As soon as this hit the news wires, public officials were quick to proclaim that chid protective services were in no way to blame for the death of the children they had placed in Bowman’s care.

Advocates of reform both of adoption practices and child welfare protective services beg to differ. And this story comes on the heels of a story in Illinois were a member of the Illinois Adoption Advisory Council and her 26-year-old son were arrested after two foster children formerly in her care came forward with charges of sexual abuse over a period of several years http://www.chicagotribune.com/news/local/chicago/chi-rosemont-molest-both-28aug28,0,5051216.story. As in the Maryland case, it wasn’t the first red flag. And, similarly social workers had investigated and found nothing.

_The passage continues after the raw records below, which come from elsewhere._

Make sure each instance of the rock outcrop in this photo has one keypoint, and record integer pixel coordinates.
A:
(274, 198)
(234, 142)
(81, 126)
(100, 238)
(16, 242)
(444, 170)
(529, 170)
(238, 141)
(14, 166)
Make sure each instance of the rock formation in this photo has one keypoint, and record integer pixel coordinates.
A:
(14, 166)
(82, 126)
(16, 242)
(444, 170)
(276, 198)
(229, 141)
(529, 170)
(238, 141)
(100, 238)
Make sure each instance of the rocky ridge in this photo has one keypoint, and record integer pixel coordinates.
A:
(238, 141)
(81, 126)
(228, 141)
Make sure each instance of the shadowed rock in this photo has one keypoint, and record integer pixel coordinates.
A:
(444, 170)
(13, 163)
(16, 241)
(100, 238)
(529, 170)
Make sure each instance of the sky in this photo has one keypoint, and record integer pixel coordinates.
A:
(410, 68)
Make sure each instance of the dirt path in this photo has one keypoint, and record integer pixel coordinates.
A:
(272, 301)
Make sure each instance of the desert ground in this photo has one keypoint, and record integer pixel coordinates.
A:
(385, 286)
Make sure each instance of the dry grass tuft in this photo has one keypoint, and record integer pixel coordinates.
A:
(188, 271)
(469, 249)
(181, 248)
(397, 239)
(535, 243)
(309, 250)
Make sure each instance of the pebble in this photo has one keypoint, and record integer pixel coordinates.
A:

Now we learn that Maryland’s social services agency got a complaint accusing Bowman of child neglect last January, sent a caseworker to the house and concluded that everything was fine — “clean and appropriately furnished,” though with a funky smell that was attributed to mildew. (From Raw Fisher, 10/5/08)

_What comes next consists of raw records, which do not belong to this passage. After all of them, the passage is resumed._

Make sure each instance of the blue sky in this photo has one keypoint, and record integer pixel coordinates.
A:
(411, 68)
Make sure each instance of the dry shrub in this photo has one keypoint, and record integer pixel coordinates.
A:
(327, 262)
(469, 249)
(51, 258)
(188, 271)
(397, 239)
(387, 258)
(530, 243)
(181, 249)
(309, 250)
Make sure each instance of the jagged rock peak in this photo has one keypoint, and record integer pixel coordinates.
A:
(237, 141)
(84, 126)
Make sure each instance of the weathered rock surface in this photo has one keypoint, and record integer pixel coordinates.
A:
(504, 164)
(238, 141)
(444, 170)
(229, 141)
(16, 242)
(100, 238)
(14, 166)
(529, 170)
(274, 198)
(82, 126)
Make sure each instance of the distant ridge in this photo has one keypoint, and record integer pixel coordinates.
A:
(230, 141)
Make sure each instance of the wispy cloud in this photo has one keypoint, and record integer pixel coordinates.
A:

Fisher maintains that the process of monitoring foster care and child welfare concerns, long shrouded in secrecy, is a mistake that has resulted in these situations that now claim public attention.

He writes in part:

In the reflexively privacy-obsessed world of adoptions, it is somehow an imposition if the public wants to know where the state’s wards end up, who is collecting the stipends taxpayers shell out to encourage adoption and how all that money is being spent. We know best, social workers say.

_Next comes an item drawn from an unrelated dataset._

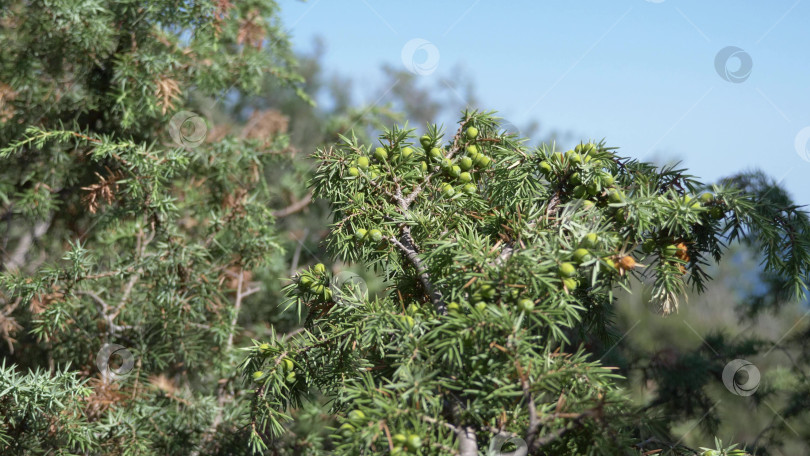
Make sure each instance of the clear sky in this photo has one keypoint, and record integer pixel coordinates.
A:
(640, 73)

But anytime public money is involved, it’s the public’s job to demand oversight and accountability, and the only road to that goal is transparency.
Unfortunately, if the past is any indicator, public interest will fade fast – because the media will lose interest and move on – and child welfare officials have no stomach for reform.
I am one of those in the adoption reform movement who believes that sunshine is the answer. I still believe that the media could bring about positive reform if they would continue to keep the abuse made possible by the system before the public. But I despair of this happening. If the media could not keep the abuses of our financial system in front of Americans during the several years that lead up to this current crisis when it directly affects the purses of every American, then there’s little hope they will maintain a consistent focus on the needs of children, a large number of whom are poor and disadvantaged. The media surely believes that the average American is simply not interested. I hope they are wrong.